Coupled Map Lattice - Visual Phenomena

Visual Phenomena

The unique qualitative classes listed above can be visualized. By applying the Kaneko 1983 model to the logistic map, several of the CML qualitative classes may be observed. These are demonstrated below, note the unique parameters:

Frozen Chaos Pattern Selection Chaotic Brownian Motion of Defect
Figure 1: Sites are divided into non-uniform clusters, where the divided patterns are regarded as attractors. Sensitivity to initial conditions exist relative to a < 1.5. Figure 2: Near uniform sized clusters (a = 1.71, ε = 0.4). Figure 3: Deflects exist in the system and fluctuate chaotically akin to Brownian motion (a = 1.85, ε = 0.1).
Defect Turbulence Spatiotemporal Intermittency I Spatiotemporal Intermittency II
Figure 4: Many defects are generated and turbulently collide (a = 1.895, ε = 0.1). Figure 5: Each site transits between a coherent state and chaotic state intermittently (a = 1.75, ε = 0.6), Phase I. Figure 6: The coherent state, Phase II.
Fully Developed Spatiotemporal Chaos Traveling Wave
Figure 7: Most sites independently oscillate chaotically (a = 2.00, ε = 0.3). Figure 8: The wave of clusters travels at 'low' speeds (a = 1.47, ε = 0.5).

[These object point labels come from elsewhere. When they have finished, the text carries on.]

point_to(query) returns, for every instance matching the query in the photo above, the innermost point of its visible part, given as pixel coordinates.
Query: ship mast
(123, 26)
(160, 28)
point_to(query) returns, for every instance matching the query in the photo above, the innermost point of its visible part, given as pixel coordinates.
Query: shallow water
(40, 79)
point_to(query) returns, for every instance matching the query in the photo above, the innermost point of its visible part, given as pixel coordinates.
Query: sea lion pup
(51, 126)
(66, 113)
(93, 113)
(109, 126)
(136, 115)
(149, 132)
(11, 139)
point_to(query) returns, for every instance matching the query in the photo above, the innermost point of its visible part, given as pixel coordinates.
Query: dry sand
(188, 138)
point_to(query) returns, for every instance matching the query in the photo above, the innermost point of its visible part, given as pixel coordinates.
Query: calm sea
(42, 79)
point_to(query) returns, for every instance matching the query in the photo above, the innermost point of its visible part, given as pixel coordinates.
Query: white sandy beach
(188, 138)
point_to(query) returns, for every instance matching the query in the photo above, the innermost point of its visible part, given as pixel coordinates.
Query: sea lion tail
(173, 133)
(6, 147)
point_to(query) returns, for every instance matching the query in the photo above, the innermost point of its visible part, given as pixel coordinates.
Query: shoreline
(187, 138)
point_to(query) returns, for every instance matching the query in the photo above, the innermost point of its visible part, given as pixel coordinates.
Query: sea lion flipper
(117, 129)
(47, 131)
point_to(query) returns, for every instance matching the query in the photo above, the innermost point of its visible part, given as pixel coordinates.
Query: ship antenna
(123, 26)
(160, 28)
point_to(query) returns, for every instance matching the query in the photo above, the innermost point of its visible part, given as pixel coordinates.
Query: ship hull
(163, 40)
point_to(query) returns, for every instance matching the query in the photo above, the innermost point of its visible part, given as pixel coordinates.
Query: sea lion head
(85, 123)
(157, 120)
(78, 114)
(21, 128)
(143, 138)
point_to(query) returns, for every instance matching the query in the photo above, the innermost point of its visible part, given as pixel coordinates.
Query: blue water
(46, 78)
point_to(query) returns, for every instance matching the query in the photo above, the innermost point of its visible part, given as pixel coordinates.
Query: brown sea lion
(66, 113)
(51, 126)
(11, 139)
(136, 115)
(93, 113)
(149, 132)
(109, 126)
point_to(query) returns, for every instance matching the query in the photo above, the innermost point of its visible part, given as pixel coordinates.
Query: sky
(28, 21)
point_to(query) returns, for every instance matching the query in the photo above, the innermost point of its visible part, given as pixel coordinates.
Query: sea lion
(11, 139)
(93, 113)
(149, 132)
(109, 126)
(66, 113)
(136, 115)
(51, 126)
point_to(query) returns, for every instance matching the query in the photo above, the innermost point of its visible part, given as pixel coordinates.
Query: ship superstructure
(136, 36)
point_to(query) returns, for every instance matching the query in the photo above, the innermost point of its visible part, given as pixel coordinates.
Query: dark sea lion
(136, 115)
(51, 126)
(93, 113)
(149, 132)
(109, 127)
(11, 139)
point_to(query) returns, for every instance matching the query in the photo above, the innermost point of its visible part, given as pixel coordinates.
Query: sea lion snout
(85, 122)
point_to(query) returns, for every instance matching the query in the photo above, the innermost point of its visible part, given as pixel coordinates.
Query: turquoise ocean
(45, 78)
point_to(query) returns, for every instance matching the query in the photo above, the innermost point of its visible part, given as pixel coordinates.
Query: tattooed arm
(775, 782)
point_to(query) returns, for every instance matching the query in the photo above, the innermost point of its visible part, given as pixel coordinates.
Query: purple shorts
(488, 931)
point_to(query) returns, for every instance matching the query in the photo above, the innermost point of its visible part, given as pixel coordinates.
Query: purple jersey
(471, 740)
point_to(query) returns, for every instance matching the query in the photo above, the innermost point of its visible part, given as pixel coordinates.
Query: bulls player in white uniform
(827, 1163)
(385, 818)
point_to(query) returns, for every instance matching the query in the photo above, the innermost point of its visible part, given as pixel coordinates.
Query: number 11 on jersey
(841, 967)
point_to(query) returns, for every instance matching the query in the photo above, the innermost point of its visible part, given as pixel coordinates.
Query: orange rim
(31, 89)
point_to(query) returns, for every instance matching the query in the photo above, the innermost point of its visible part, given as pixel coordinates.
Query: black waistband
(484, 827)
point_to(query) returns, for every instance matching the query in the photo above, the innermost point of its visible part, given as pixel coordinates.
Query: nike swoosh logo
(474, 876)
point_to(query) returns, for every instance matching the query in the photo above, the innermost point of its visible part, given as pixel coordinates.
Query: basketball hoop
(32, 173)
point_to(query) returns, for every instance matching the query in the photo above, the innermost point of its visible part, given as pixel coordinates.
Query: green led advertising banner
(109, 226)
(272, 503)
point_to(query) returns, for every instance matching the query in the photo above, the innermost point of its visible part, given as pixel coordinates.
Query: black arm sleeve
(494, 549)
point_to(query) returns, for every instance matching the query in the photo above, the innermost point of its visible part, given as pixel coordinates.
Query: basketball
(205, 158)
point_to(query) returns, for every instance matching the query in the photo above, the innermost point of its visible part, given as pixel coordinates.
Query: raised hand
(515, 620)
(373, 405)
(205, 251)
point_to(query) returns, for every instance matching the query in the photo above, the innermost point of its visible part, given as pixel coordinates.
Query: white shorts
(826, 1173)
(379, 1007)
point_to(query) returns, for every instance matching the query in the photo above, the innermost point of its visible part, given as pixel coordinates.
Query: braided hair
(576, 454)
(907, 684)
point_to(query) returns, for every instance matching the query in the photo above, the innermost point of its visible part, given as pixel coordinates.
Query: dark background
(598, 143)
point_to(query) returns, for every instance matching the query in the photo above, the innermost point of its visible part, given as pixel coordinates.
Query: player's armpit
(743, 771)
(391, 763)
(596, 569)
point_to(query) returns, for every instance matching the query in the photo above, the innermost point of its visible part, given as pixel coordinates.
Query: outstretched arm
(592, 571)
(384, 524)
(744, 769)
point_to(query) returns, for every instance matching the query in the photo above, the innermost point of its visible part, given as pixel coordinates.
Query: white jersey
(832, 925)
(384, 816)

Read more about this topic:  Coupled Map Lattice

Famous quotes containing the words visual and/or phenomena:

    The chess pieces are the block alphabet which shapes thoughts; and these thoughts, although making a visual design on the chess-board, express their beauty abstractly, like a poem.... I have come to the personal conclusion that while all artists are not chess players, all chess players are artists.
    Marcel Duchamp (1887–1968)

    It is impossible to dissociate language from science or science from language, because every natural science always involves three things: the sequence of phenomena on which the science is based; the abstract concepts which call these phenomena to mind; and the words in which the concepts are expressed. To call forth a concept, a word is needed; to portray a phenomenon, a concept is needed. All three mirror one and the same reality.